As we were walking home, pete informed me that his father was right and the eyes of Orthodox Jesus really do follow you around. Thanks, Mr Man, for telling the kid that. Very helpful. I tried to tell pete the fact that he expected such a thing made it much likely that he would see it that way but birdybird wasn't buying it. What ever dad says must be true. I'll remind him of this when he's 16 and thinks his parents are grade A morons.

Saturday, October 6, 2012

My poor pudding

Everyone, save mr man is working with some version of the plague. Congestion, fever, nasty cough, gross sore throats, and a general ick feeling as evidenced by my kid's over it face above.
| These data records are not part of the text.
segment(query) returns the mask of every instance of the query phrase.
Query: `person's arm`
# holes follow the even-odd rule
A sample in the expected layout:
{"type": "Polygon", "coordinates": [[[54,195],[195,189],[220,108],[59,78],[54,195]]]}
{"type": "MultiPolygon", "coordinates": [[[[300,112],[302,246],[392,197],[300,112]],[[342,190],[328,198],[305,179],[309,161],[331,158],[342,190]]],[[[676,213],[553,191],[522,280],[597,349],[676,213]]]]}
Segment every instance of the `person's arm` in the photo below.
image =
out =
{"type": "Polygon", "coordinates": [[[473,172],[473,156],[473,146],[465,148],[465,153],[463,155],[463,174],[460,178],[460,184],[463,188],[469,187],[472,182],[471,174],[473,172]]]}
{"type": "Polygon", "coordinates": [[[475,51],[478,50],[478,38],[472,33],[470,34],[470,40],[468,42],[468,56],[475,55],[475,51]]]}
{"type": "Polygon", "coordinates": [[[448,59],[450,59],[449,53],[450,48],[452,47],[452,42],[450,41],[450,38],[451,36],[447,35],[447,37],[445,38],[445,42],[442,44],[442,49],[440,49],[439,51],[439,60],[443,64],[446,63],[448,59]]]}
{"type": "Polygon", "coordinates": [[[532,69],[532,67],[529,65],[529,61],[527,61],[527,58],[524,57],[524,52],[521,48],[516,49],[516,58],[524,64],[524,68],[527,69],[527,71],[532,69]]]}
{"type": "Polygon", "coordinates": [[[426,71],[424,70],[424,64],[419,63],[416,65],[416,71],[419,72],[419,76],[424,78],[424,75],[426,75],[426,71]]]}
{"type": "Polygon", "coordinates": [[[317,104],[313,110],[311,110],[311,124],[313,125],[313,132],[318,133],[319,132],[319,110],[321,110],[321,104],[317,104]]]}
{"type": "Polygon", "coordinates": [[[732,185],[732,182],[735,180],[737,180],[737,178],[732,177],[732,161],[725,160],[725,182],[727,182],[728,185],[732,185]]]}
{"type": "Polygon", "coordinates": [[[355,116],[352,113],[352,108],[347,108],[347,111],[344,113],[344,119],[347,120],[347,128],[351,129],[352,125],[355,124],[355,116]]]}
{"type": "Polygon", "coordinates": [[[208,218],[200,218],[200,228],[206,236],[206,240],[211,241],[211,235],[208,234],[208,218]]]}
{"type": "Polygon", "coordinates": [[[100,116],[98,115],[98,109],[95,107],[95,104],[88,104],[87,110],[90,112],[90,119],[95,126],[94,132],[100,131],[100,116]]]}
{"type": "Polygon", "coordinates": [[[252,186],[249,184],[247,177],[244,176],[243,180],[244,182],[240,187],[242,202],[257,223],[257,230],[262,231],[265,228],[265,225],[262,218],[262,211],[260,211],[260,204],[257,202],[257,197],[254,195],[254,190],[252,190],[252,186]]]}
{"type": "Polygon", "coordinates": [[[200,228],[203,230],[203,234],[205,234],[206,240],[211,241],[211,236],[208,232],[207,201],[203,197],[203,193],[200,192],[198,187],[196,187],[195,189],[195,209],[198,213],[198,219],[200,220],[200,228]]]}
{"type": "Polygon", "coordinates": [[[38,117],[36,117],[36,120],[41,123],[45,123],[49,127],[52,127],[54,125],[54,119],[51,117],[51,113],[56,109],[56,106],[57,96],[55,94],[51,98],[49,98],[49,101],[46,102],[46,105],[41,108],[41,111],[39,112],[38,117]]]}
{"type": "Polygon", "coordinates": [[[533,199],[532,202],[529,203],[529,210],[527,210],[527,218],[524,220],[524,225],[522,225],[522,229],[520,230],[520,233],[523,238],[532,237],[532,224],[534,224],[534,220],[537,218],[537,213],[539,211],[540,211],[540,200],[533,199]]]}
Sick children are the ultimate in parenting mixed feelings. On one hand, you feel awful that your babies are sick. The sad, pathetic coughs, the listlessness, and that glazed empty look that comes from being hopped up on cold medicine. On the other, if they'd only go to sleep, dammit, maybe they'd feel better or at least you wouldn't have to listen to them whine.

In honor of the gross that has descended upon our household, allow me to present my easy peasy, really shouldn't be a recipe at all recipe for veggie whatever meat you have on hand beef soup.

The ingredient list is incredibly short and the instructions are ridiculously easy making this the perfect soup to pick up when you hit up to grocery store for nyquil and the good kleenex after a run to the school nurse.

1/4 - 1/2 poundish of ground beef (I had some sausage in the fridge so I used that instead.)
3 bags of frozen veggie blend
1 large can of diced tomato
2 cans of chicken broth
1 tsp basil
1 tsp oregano

Brown the ground beef. Toss in the rest of the list, add some water until there is enough to fill the pot. Season to taste. Profit.

And here's a bonus pic of my babies.

Stellar photoquality, I know. I've got my fingers crossed I'll be able to get a fancy, if not new than new to me camera for my birthday.